Un vin blanc sec et léger, c’est la promesse d’une dégustation vibrante, fraîche, parfois cristalline. Pourtant, derrière ce plaisir immédiat, une règle s’impose : la température de service n’est pas un détail, c’est même l’un des principaux facteurs qui peuvent sublimer ou brider un vin. Servir un blanc sec trop froid, c’est anesthésier ses arômes ; trop tiède, c’est alourdir son profil, faire ressortir l’alcool ou l’acidité.
Les vins blancs secs « légers » désignent principalement les vins élaborés à partir de cépages à faible structure alcoolique, peu marqués par l’élevage (peu ou pas de bois), et caractérisés par leur vivacité et leur parfum délicat.
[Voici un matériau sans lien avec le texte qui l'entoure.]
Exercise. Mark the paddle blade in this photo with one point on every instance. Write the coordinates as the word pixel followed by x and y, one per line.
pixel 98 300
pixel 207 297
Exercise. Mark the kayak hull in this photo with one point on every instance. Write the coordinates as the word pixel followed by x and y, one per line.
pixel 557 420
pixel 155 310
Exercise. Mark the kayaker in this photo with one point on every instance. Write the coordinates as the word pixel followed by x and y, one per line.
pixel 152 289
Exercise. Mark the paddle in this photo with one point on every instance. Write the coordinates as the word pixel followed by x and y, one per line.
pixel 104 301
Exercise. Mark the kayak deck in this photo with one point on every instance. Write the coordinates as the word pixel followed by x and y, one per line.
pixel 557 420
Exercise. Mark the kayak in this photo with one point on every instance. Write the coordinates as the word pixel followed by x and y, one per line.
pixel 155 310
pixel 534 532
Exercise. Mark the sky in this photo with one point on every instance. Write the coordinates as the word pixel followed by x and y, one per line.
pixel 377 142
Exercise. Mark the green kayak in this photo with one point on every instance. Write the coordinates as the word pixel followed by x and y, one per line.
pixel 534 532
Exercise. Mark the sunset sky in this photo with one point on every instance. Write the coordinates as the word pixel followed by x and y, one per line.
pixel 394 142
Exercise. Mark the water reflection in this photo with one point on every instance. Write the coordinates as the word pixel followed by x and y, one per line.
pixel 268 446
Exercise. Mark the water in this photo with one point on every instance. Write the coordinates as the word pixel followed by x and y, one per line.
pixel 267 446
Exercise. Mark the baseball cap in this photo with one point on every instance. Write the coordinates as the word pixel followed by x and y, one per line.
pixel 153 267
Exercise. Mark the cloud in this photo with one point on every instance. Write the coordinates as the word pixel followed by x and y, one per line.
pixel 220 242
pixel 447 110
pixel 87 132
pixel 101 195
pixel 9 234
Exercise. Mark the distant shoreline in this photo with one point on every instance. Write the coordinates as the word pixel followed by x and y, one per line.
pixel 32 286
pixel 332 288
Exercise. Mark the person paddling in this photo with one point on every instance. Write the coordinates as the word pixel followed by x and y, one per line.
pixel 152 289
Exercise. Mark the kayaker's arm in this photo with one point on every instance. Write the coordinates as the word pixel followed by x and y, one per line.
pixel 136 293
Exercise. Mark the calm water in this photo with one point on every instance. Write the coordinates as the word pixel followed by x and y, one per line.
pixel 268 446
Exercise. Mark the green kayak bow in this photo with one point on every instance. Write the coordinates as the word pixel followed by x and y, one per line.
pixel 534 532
Quelques exemples typiques : Muscadet Sèvre-et-Maine sur Lie, Gascogne, Pinot blanc d’Alsace, Sauvignon du Val de Loire, Friulano italien ou Vinho Verde portugais.
Une étude menée par l’Australian Wine Research Institute (2019) a montré que, lors de dégustations à l’aveugle, des blancs secs servis à 6°C contre 12°C étaient systématiquement jugés moins expressifs, moins « délicats » et leurs différences entre cuvées s’estompaient presque totalement. (Source)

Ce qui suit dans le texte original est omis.